The title, Glad To Be Dead?, suggests a collection of monologues concerning people whose lives are so grim, death might be perceived as something of a relief. The tagline "A night to finish their business" implies some spooky revenge from beyond the grave might be involved. Actually, neither of these possibilities turns out to be the case.

The monologues are split equally between fictional characters and factual people. The latter are more successful, if only because the fictional characters are more of interest for their stories prior to death. The show opens with Jade Flack, who co-authored the monologues with Donna Flack, welcoming the audience in the persona of Casper the Friendly Ghost. This seems an odd choice as the character was never that popular in the UK but it establishes the ground rules of the show: the characters are able to observe and comment upon changes in society since they passed on.

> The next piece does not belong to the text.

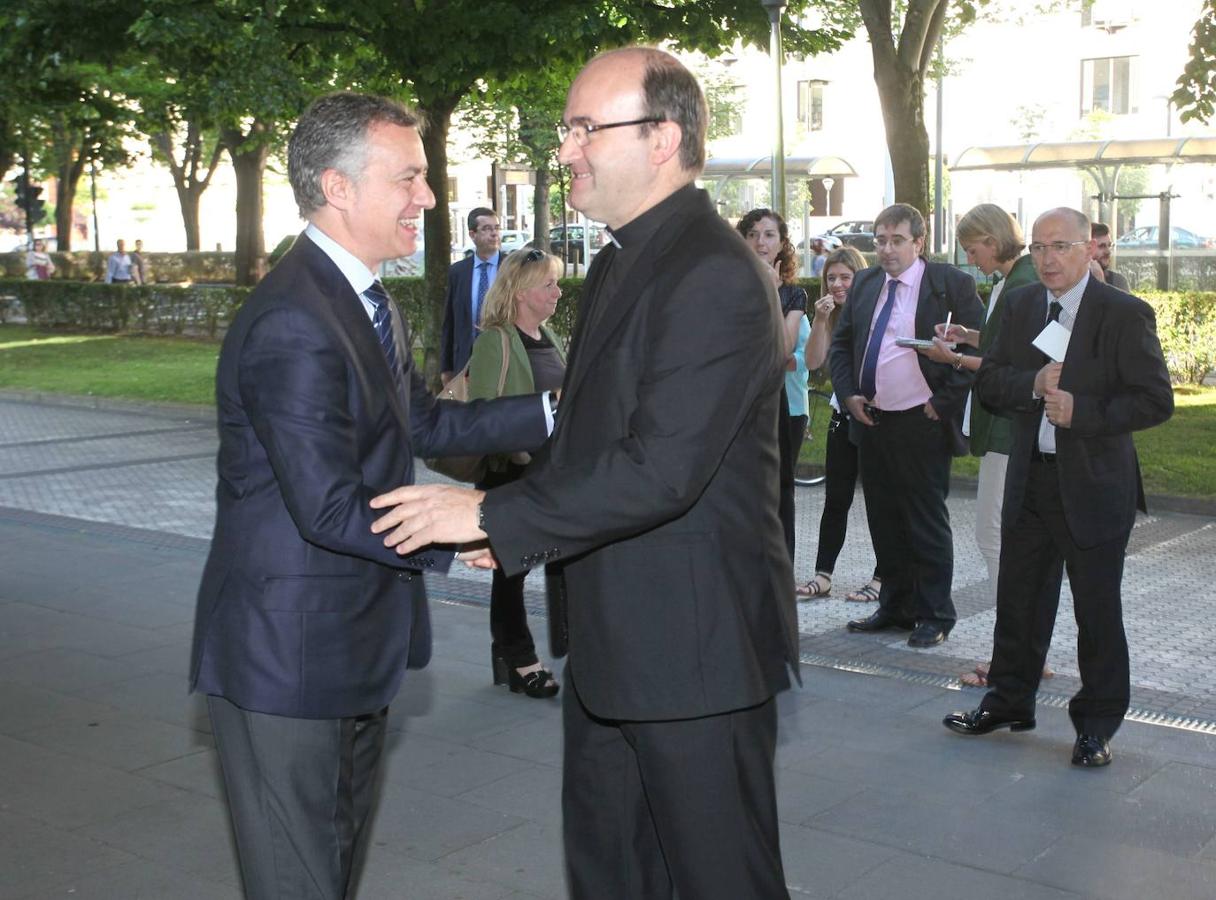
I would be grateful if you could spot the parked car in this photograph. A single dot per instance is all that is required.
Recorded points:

A speech by Anne Boleyn is perhaps too brief to demonstrate that her observations on the impact of humanity upon the environment make her an eco-warrior. Bruce Murray has greater success with Dorian Gray ironically condemning the present-day obsession with instant gratification offered by online relationships and selfies as being vapid and trivial, lacking the sensual pleasure of courtship or the skill of an artist shaping a painting. Flack and Murray work together as Henry Jekyll and Edward Hyde debating the extent to which acts which might be judged evil can be prompted by circumstances as much as by human nature.

Flack delivers one of the true-life monologues which makes excellent use of the concept of the characters observing changes in society. Reyna Angélica Marroquín, murdered in 1969 by the married man with whom she was having an affair, watches in fascination as her body is discovered in 1999 and modern forensic techniques establish the guilt of the murderer (who commits suicide to avoid imprisonment) and allow the victim to rest.

Glad To Be Dead? takes a non-judgemental approach to the characters, whose actions are regarded as arising from circumstances which could be said to be horrific. Barbara Llewellyn delivers two sharply different factual monologues. A woman accused of witchcraft avoids condemnation more than once by blaming other women and, in the afterlife, finds herself in a solitary existence as they do not seem inclined to forgive.

Kate Webster, prime suspect in the Barnes mystery, is played as hard-faced and genuinely unrepentant, refusing to care how she is judged by present-day society. She gleefully reports the grisly detail that the head of her victim, not recovered in her day, was found in the back garden of broadcaster Sir David Attenborough.

Glad To Be Dead? is an entertaining evening but lacks a way of linking together the various elements to form a concluding statement. Possibly returning to Casper the Friendly Ghost for a summing up or simply a farewell might round off the show.